Sehun lantas membalikkan tubuhnya karena suara asing yang memujinya barusan dan tepat di belakang sana, ia menemukan sosok yang selama dua bulan kedepan akan menggunakan jasanya.

Pria itu nampak bengis dengan senyum licik dan mata yang berkilat tajam, bergantian memandang Sehun dan dua mayat yang tergeletak di atas lantai marmer dengan darah yang mengucur keluar tanpa henti.

"Ada perlu apa kau kesini? Bukankah sudah kubilang jika aku baru akan bekerja untukmu lusa?" Ia tak bermaksud untuk bersikap dingin, namun entah mengapa hatinya-Sehun ragu apakah ia masih punya hati untuk merasa, namun ada panggilan dalam jiwanya-merasa tak suka dengan pria yang akan menjadi atasannya itu. Sehun tahu ia tak seharusnya menggunakan perasaan dalam hal semacam ini apalagi pada pekerjaan yang ia tekuni seperti ini, namun ada dorongan dalam dirinya yang mengatakan jika harusnya ia tak bekerja untuk orang ini. Entah mengapa.

Dan seolah bisa membaca pikirannya, pria dengan tuksedo rapi di depannya itu mengangkat satu alisnya. "Aku hanya takut kau akan berubah pikiran."

"Kaupikir aku pengecut?"

"Tidak, tentu saja tidak," jawab pria tersebut, sambil mengibaskan tangannya santai. "Tapi jelas dari tatapanmu barusan kau terlihat meragu dan... gentar?"
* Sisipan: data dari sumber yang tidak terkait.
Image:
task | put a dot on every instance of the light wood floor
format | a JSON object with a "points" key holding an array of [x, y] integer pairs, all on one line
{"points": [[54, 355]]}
Sehun mendengus, namun tak lagi menjawab perkataan pria itu. Sebaliknya, ia malah berbalik dan berjalan lurus, melewati dua mayat yang baru saja ia habisi dalam satu waktu tanpa memedulikan bahwa sosok yang ia tinggalkan di belakang adalah calon atasannya.

Namun baru lima langkah ia berjalan, suara yang sama kembalu berdenging di telinganya.

"Byun Baekhyun... Hm, bukankah nama yang indah? Tentu kau takkan melewatkan uang sebesar ini hanya karena kau ragu, kan, Oh Sehun?"

Sehun mengatupkan bibirnya, rahangnya mengeras sempurna dan ia mengepalkan tangannya hingga buku-buku jarinya memutih sempurna.

Kejam bagaimana hanya dengan satu nama, ia menjadi pembunuh tak berperasaan. Kejam bagaimana hanya membawa sebuah nama, ia akan membunuh seperti malaikat maut. Kejam bagaimana ia sadar bahwa uang kini mengontrol hidup dan jiwanya yang menghitam bersama neraka paling bawah di ujung kehidupan. Kejam bagaimana hidup menempanya menjadi pengemis berdarah dingin dengan pistol dan peluru di ujung jiwanya. Kejam bagaimana ia tahu, namun ia tak melakukan apapun kecuali menjawab-

"Aku tahu."

Terdengar suara tawa yang bagi Sehun terasa begitu dingin dan keji, dan setelahnya ia lanjut berjalan walau Tuan Kim bersorak padanya.

"Kutunggu kau di mansion-ku lusa pukul sepuluh!"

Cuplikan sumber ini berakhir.